Zorunlu eğitimin bir parçası olan din kültürü ve ahlak bilgisi derslerinde sadece Sünni inancına dair bilgiler verilmekte, diğer din ve inançlara yer verilmemektedir. Çocuklarının alacağı dini eğitimin; çocukların kendi inançlarını tanımaları yönündeki bir sistemle gerçekleşmesi veya tek bir dine dayalı eğitimden çocukların muaf tutulması yönündeki haklarını yargısal makamlar önünde arayan pek çok aile, AİHM’in “din ve inanç özgürlüğünün korunması” yönündeki kararları ile elde etmişlerdir. Ancak devletin yapması gereken, ailelerin bireysel olarak kendi hak mücadelelerini yürütmek zorunda kalmaksızın bu hakların kendilerine teslim edilmesini sağlamaktır. Bu nedenle zorunlu din derslerinin, tek bir inanç sistemi üzerinden değil tüm kültürleri kapsayacak ve iyi insan olmanın temel kurallarını verecek nitelikte olması ve her çocuğun ailesi tarafından talep edilen inanç sistemi içerisinde yetişmesinin sağlanması önem arz etmektedir.

Alevilerin ibadethanelerinin yasal statüye kavuşturulması, kutsal mekanların korunması bakımından da zaruridir. Buna dair mevcut tüm kanunlarda bir değişiklik yapılması ve cemevlerinin statülerinin oluşturulması esastır. Cemevleri birer dernek değil, Alevilerin dini ritüellerini yaşadıkları ve geleceğe taşıdıkları kutsal mekanlardır.
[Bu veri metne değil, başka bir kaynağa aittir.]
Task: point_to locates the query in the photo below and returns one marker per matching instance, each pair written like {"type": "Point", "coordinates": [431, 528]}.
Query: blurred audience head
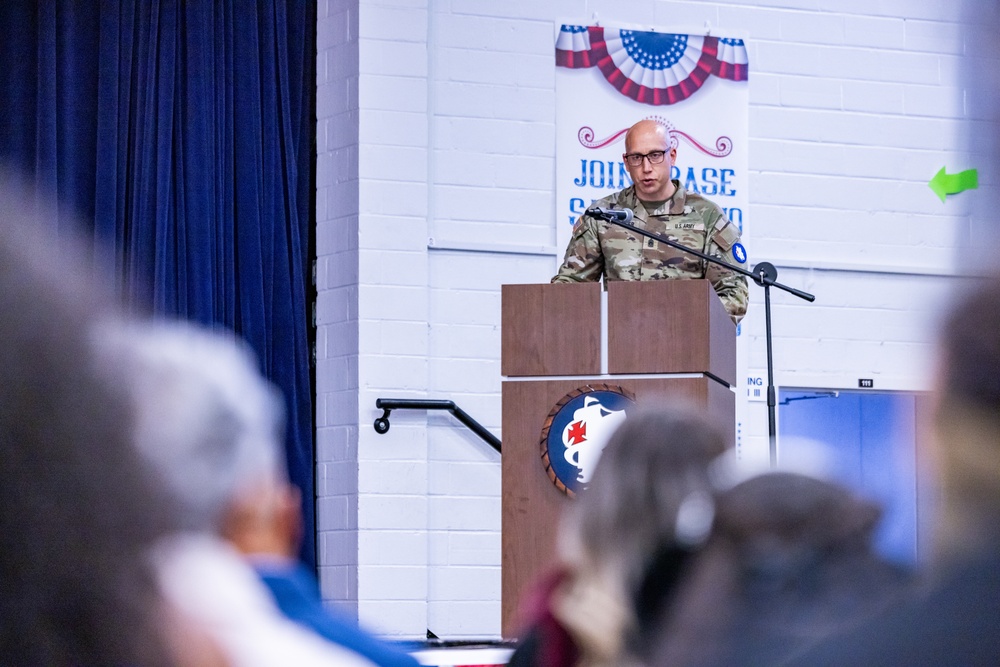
{"type": "Point", "coordinates": [212, 427]}
{"type": "Point", "coordinates": [78, 509]}
{"type": "Point", "coordinates": [967, 422]}
{"type": "Point", "coordinates": [788, 563]}
{"type": "Point", "coordinates": [651, 490]}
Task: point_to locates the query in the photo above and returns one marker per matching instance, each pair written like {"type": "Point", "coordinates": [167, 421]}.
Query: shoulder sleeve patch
{"type": "Point", "coordinates": [725, 234]}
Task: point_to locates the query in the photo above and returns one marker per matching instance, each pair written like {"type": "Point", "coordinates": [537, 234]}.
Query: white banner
{"type": "Point", "coordinates": [607, 79]}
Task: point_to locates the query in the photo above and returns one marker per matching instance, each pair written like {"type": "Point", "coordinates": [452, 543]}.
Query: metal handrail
{"type": "Point", "coordinates": [390, 404]}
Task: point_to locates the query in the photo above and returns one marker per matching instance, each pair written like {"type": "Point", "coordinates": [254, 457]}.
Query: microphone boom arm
{"type": "Point", "coordinates": [766, 276]}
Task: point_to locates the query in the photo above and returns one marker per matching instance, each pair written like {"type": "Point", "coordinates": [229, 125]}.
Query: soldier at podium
{"type": "Point", "coordinates": [661, 206]}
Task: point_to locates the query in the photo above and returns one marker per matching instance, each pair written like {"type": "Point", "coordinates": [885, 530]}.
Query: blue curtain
{"type": "Point", "coordinates": [183, 132]}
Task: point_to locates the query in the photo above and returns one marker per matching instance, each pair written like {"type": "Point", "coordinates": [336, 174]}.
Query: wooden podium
{"type": "Point", "coordinates": [655, 340]}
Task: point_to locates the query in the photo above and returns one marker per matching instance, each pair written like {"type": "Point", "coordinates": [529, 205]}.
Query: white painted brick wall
{"type": "Point", "coordinates": [436, 141]}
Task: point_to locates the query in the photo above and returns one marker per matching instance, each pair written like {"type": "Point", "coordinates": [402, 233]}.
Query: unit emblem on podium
{"type": "Point", "coordinates": [576, 430]}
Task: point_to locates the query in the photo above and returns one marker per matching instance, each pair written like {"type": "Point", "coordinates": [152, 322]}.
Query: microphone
{"type": "Point", "coordinates": [620, 214]}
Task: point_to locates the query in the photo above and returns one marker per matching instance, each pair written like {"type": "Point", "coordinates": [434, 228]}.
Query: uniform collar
{"type": "Point", "coordinates": [673, 206]}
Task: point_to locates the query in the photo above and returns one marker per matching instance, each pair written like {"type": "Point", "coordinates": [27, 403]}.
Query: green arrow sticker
{"type": "Point", "coordinates": [950, 184]}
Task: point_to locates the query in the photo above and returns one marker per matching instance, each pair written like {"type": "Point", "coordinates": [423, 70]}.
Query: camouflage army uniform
{"type": "Point", "coordinates": [600, 247]}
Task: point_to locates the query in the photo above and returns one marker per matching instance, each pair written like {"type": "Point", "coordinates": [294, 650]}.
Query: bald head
{"type": "Point", "coordinates": [645, 131]}
{"type": "Point", "coordinates": [649, 158]}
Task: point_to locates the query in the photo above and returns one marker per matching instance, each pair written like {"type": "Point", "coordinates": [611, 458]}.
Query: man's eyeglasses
{"type": "Point", "coordinates": [635, 159]}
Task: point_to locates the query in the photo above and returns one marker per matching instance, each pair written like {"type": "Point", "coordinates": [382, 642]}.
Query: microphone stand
{"type": "Point", "coordinates": [764, 274]}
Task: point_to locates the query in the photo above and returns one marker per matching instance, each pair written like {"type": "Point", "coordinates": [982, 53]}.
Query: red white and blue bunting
{"type": "Point", "coordinates": [650, 67]}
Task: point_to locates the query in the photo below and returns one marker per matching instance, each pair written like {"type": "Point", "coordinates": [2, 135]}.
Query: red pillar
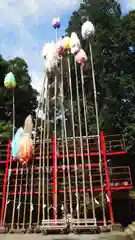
{"type": "Point", "coordinates": [54, 157]}
{"type": "Point", "coordinates": [5, 183]}
{"type": "Point", "coordinates": [103, 150]}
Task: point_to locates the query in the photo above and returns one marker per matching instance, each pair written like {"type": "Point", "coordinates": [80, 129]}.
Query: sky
{"type": "Point", "coordinates": [25, 26]}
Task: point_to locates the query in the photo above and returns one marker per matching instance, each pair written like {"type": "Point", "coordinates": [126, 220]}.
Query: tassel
{"type": "Point", "coordinates": [25, 149]}
{"type": "Point", "coordinates": [96, 201]}
{"type": "Point", "coordinates": [28, 125]}
{"type": "Point", "coordinates": [15, 142]}
{"type": "Point", "coordinates": [81, 57]}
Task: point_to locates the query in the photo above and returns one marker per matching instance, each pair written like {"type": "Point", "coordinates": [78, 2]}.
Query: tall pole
{"type": "Point", "coordinates": [98, 133]}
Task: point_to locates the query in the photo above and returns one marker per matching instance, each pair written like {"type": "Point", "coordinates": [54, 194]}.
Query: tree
{"type": "Point", "coordinates": [25, 95]}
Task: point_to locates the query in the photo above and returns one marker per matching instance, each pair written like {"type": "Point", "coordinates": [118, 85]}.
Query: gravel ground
{"type": "Point", "coordinates": [102, 236]}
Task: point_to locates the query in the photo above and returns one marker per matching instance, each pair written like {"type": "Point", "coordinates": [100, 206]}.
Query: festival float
{"type": "Point", "coordinates": [56, 172]}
Yine televizyonlarda, basın-yayın organlarında Alevilere yönelik ayrımcı ve hatta hedef gösteren söylemler yer aldığı halde bu duruma müdahale edilmemekte, bu da doğrudan Alevi yurttaşları odak haline getirmektedir. Ülkenin yakın tarihine bakıldığında, Aleviler büyük katliamların mağduru olmuşlardır. Koçgiri, Dersim, Maraş, Çorum, Sivas katliamları bazı tarihsel örneklerdir. Alevi yurttaşların evlerinin işaretlenmesi de ayrımcılığın ve nefret söyleminin kristalize bir örneği olarak karşımızda durmaktadır.

Öte yandan kamuya yapılan personel alımlarında da bu durum net bir şekilde izlenmekte, memur statüsüne yapılan alımlarda Alevi yurttaşlar devre dışı bırakılmaktadır.

Özcesi Alevi yurttaşlar hem maddi hem de manevi anlamda sahip oldukları inanç ve kültür nedeniyle ayrımcılığın öznesi durumuna getirilmektedir.

Toplumsal barışın korunabilmesi aynı zamanda farklı inançlara saygı ile mümkündür. Bunu mümkün kılmak için ise yasaların koruyuculuğuna başvurmak gereklidir. Türkiye’de mevcut durumda, toplumun bir kesiminin dini vecibelerini yerine getirmesi için her türlü yasal düzenleme yapılırken, diğer bir kesimin dini vecibelerinin engellenmesi, taraf olduğumuz Avrupa İnsan Hakları Sözleşmesinin “Düşünce, vicdan ve din özgürlüğü” maddesi ve Anayasa’nın 10uncu Maddesinde düzenlenmiş olan eşitlik ilkesinin ihlali anlamına gelmektedir.

Bu bahisle Alevilerin inançlarının korunması amacı ile kanun teklifi hazırlanmıştır.